Diese Talente, Fähigkeiten und Ressourcen der Zielgruppe werden ebenfalls auf der Plattform dargestellt und so auch für andere Generationen zugänglich. Das fördert den Austausch unter den Generationen, wodurch die Basis für langfristige soziale Kontakte gelegt wird.

3. Bündelung von vorhandenen Gesundheitsförderungs-, Unterstützungs- und Betreuungsangeboten:
Auf der Plattform werden alle Angebote zur Gesundheitsförderung, welche in der Region speziell für die Zielgruppe bereits etabliert sind, gebündelt dargestellt. Auch bereits vorhandene Unterstützungsmöglichkeiten im Betreuungs- und Pflegebereich werden auf der Plattform entlang einer angepassten Form der „Customer Journey“ angeführt.

Durch die digitale Ausrichtung der Plattform werden die Vorteile der Digitalisierung genützt (anonym, jederzeit verfügbar, usw.), durch die analoge (persönliche Vermittlung durch Ansprechpersonen) das Angebot auch Menschen, welche keinen Zugang zur digitalen Welt haben, niederschwellig zugänglich gemacht.

Erstes Steuerungsgruppentreffen

WIE WOLLEN SIE STERBEN?

Mit dieser Frage startete das erste DAVNE - Steuerungsgruppentreffen am 14.2.2022 im Gasthaus Bauer.

Wir wollen in Würde, gesund, schmerzfrei, nicht pflegebedürftig in unseren Lebensabend eintauchen. Doch leider sieht dies im alltäglichen Leben meist anders aus. In einer europaweiten Statistik über „Gesunde Lebensjahre ab der Geburt“ steht Österreich im unteren Drittel. Der Durchschnitt der „gesunden Lebensjahre“ in Europa beträgt 64-63 Jahre. Wir Österreicher liegen bei 57 Jahren. Doch wann gilt man als gesund? Gesundheit ist ein Prozess und man kann jeden Tag etwas für seine Gesundheit tun.

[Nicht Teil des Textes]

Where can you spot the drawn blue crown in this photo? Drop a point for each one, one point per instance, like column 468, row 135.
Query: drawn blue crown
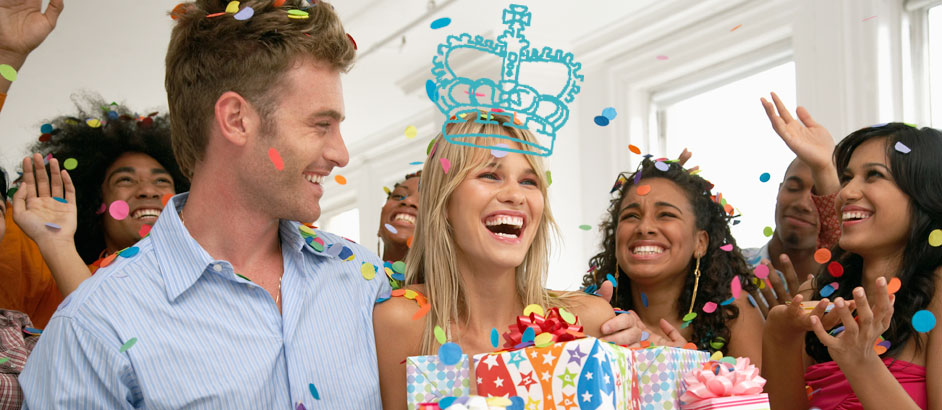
column 542, row 112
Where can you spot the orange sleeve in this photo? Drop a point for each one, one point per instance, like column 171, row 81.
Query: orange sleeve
column 28, row 285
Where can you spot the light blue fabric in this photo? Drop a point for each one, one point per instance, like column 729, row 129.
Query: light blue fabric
column 207, row 338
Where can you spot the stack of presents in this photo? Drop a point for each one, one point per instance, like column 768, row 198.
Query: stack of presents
column 578, row 372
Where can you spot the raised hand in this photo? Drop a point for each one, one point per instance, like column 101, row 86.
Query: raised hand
column 24, row 26
column 855, row 344
column 36, row 209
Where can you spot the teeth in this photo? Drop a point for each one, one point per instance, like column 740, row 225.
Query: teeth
column 853, row 215
column 648, row 250
column 141, row 213
column 404, row 217
column 515, row 221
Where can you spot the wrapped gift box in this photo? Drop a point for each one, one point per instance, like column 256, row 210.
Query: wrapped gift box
column 659, row 372
column 751, row 402
column 429, row 380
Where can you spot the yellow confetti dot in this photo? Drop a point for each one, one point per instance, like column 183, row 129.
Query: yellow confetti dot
column 368, row 271
column 411, row 132
column 543, row 339
column 534, row 308
column 935, row 238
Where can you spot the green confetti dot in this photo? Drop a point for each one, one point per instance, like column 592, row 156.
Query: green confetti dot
column 8, row 72
column 127, row 345
column 70, row 164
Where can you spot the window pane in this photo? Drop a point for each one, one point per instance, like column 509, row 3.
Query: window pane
column 935, row 65
column 346, row 224
column 732, row 142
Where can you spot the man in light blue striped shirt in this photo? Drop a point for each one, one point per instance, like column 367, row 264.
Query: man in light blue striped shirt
column 228, row 304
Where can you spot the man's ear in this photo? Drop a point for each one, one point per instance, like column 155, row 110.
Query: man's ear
column 236, row 118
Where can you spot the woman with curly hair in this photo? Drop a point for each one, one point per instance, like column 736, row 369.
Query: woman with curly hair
column 666, row 241
column 118, row 156
column 886, row 352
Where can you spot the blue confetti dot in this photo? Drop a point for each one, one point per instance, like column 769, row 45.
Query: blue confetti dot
column 130, row 252
column 609, row 113
column 449, row 353
column 923, row 321
column 440, row 23
column 432, row 90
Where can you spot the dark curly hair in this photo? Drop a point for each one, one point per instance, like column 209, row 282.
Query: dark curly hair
column 918, row 174
column 96, row 148
column 717, row 267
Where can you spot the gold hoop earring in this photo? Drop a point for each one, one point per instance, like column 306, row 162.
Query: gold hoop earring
column 696, row 284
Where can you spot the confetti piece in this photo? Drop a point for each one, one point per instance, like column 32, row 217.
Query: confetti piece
column 368, row 270
column 923, row 321
column 534, row 308
column 543, row 339
column 902, row 148
column 893, row 286
column 736, row 287
column 440, row 23
column 440, row 335
column 275, row 158
column 935, row 238
column 8, row 72
column 431, row 90
column 500, row 153
column 352, row 41
column 450, row 354
column 127, row 345
column 835, row 269
column 118, row 210
column 761, row 271
column 245, row 14
column 609, row 113
column 822, row 255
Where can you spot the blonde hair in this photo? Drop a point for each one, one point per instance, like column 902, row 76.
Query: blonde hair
column 432, row 259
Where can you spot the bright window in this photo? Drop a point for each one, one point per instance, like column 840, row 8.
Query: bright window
column 734, row 144
column 346, row 224
column 935, row 65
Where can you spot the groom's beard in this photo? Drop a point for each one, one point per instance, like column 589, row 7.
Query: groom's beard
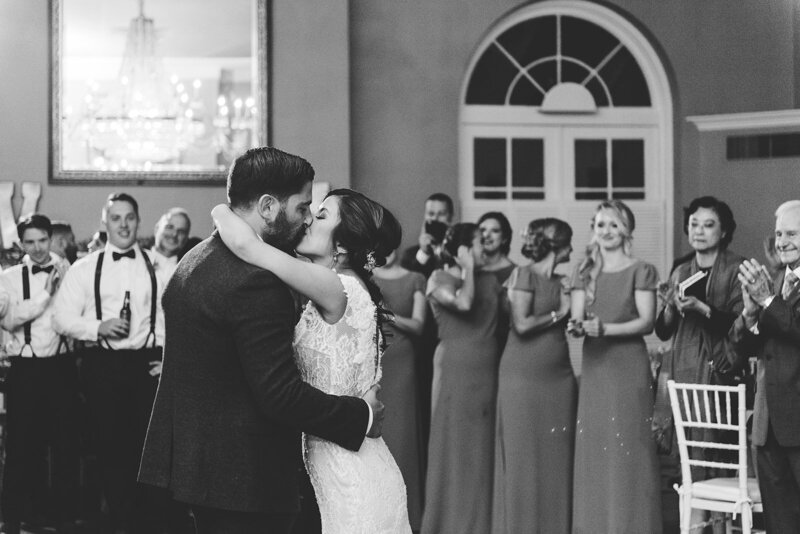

Nach der Begrüßung durch Obmann Christian Seper stellte Doris Maurer (Projektleitung) DAVNE den Steuerungsgruppenmitgliedern humorvoll und umfassend vor und gab Einblicke in die Möglichkeiten der Gesundheitsförderung. „Gesundheitsförderung ist mehr als nur gesund essen und ausreichend Bewegung. Soziale Kontakte und ein gesunder Selbstwert sind genauso wichtige Faktoren für ein gesundes Leben“, so Maurer. Im Anschluss an die Projektvorstellung waren die Teilnehmer gefordert in Gruppen zu erarbeiten, was es braucht damit Menschen Unterstützung annehmen und die Digitale Plattform nutzen.

Mit dabei waren, neben Entscheidungsträgern des Waldviertler Kernlands, Ehrenamtliche aus der Zielgruppe (die sich bereits bei MahlZeit und Digital, gesund altern engagieren) genauso wie Veronika Müllner von Tut Gut und Paul Schachenhofer von der NÖ Regional. Auch diskutierten Vertreterinnen von den drei Pflege- und Betreuungsorganisationen (Hilfswerk, Volkshilfe und Caritas), die Obmänner der Nachbarschaftshilfe Plus Vereine Bgm. Günther Kröpfl und Bgm. Günter Schalko sowie die Projektleiterin von Nachbarschaftshilfe Plus Burgenland Astrid Rainer angeregt mit. Auch bei diesem Treffen fand eine Verbindung zwischen digital & analog statt, so waren einige Teilnehmer anwesend und andere Via Zoom dabei.